From history to philosophy to politics, everyone wanted to associate itself with "science" because of the credibility it brought.
The article on Wikipedia doesn't support your assertion that the scholars who coined the term "social science" did so "fairly recently," and that they were "sneaky academics" and "hacks."
Well, unless 1824 is "fairly recently" (to be generous, let's say a century ago, when things really got going), and Comte, Durkheim, Weber, and yes, even Marx are "hacks" (they may be other things, but hacks?).
> The article on Wikipedia doesn't support your assertion that the scholars who coined the term "social science" did so "fairly recently,"
Fairly recently is subjective. But the article showed that they coined it because of the cachet attached to science at that time.
You can downvote and find things to nitpick, but ultimately I'm right. Just like creation "science". Political "science" is as much a science as creation "science". That isn't to say political "science" is nonsense like creation "science". It's an academic field that belongs in the "arts and humanities" category.
As someone who did my graduate work in humanities and not social science, I think there is a world of difference between social science and humanities. There might be some valid criticism of the term "social science" and the field but lumping it in with humanities isn't accurate. While there are tons of people who use mixed methods, quantitative and qualitative work tend to be very different in focus and even how they are written.
> As someone who did my graduate work in humanities and not social science, I think there is a world of difference between social science and humanities.
Don't say there is a difference. Name them. I too have a degree in the humanities. That isn't an argument.
> While there are tons of people who use mixed methods, quantitative and qualitative work tend to be very different in focus and even how they are written.
What's your point? Quantitative and qualitative work occur in science and in the humanities. It's not exclusive to one or the other. The difference between the two is that one deals with natural law and the empirical testing of those laws. While humanities do not. They most deal with the philosophical and the human condition. Morality or the best form of government aren't scientific concerns because they aren't about the natural world and its laws. It's not empiricial testable unlike say the speed of light.
Political science is not a science because it doesn't deal with nature and empirical experiments. Machiavelli was not a scientist because political science isn't a science.
True, but that's more of a current snapshot than a categorical determination. It's more like the social sciences started breaking away from the humanities many decades ago, and have been increasingly pulled in the general direction of hard science ever since. Though necessarily relying much more on modeling and statistical approaches than on formal analysis.
Due to the inherent impossibility of repeating experimental conditions exactly (or in some fields, at all), the social sciences will never join the hard sciences, but instead occupy terrain adjacent to both humanities (where their data is sourced from), and hard sciences (where techniques are sourced from, increasingly for the "computational"- prefixed subfields).
Social sciences are a humanities. The term social science was invented fairly recently by sneaky academics to leech off the credibility of actual science.

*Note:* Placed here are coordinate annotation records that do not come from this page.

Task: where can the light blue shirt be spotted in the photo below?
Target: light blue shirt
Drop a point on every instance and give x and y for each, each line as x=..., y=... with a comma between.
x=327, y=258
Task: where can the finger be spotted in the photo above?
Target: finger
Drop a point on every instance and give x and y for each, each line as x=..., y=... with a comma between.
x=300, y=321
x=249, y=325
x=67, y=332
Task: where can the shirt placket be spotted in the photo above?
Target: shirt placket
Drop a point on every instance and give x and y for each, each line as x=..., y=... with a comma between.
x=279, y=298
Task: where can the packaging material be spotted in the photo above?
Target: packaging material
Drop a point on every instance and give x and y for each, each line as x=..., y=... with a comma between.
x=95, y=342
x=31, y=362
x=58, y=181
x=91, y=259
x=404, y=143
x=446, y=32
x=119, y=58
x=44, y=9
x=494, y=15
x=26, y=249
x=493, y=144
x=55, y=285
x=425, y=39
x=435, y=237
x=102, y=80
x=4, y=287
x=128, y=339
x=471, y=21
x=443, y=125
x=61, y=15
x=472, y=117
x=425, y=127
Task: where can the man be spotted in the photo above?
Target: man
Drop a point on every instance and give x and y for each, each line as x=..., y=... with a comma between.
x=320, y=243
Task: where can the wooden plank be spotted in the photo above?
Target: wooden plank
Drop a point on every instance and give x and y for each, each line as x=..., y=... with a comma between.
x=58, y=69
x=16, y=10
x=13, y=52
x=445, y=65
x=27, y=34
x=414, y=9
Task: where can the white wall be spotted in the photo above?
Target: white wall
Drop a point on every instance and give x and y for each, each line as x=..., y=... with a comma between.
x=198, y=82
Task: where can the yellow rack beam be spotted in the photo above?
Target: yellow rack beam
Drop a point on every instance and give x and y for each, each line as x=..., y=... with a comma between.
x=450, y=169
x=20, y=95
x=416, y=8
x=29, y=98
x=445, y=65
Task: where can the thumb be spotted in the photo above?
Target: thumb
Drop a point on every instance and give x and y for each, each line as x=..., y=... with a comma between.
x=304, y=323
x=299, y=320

> It's like the author isn't even familiar with academia.
Are you? This issue with "social science" has been going on for a few decades now.
Richard Feymann called social science a pseudoscience a few decades ago.
https://www.youtube.com/watch?v=tWr39Q9vBgo
The name social science was invented for the same reason creation science was invented because real science had such a good reputation and they didn't so they decided to manufacture some credibility by attaching "science" to their fields.